What else can you do with a coffin besides use it as a final storage unit for your earthly remains?
Why, you can race it, of course.
If this sounds like a preposterous idea (which, it is, really), consider that the town of Manitou Springs, Colorado, has been hosting an annual coffin race for the past 20 years. It started as a way to commemorate a local figure, a young woman named Emma Crawford, who perished of tuberculosis (Manitou Springs was a spa town, popular with tuberculosis patients). Emma was buried atop Red Mountain until 1912, when due to railroad construction and soil erosion, her coffin became unburied and her remains slid down the slope in a rainstorm. She was reburied in the town cemetery, but legend says you can still see a lonely ghost in Victorian clothes on the top of Red Mountain.
(via Lost At E Minor)
And, with some generous stretching of the original source material, the coffin races were born in 1994.

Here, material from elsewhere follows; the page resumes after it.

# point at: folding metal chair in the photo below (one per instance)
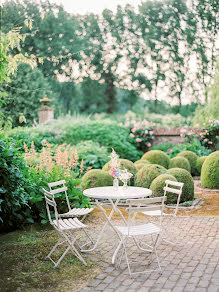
(176, 189)
(66, 229)
(72, 212)
(135, 232)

Participants, working in teams of five, deck out their coffins with wheels and decorations, don crazy costumes, and race down the street. Four team members pull and push the coffin, usually mounted on wheels, as fast as they can, while the fifth member, or the “Emma,” rides in the coffin. It all generally adds up to a pretty wacky time. Prizes are awarded to the fastest teams, but there are also awards for Best Coffin, Best Emma, and Best Entourage. There’s even a separate division for fire departments.
If you’re out Manitou Springs way in late October, the perfect time of year for this sort of thing, you can check it out for yourself.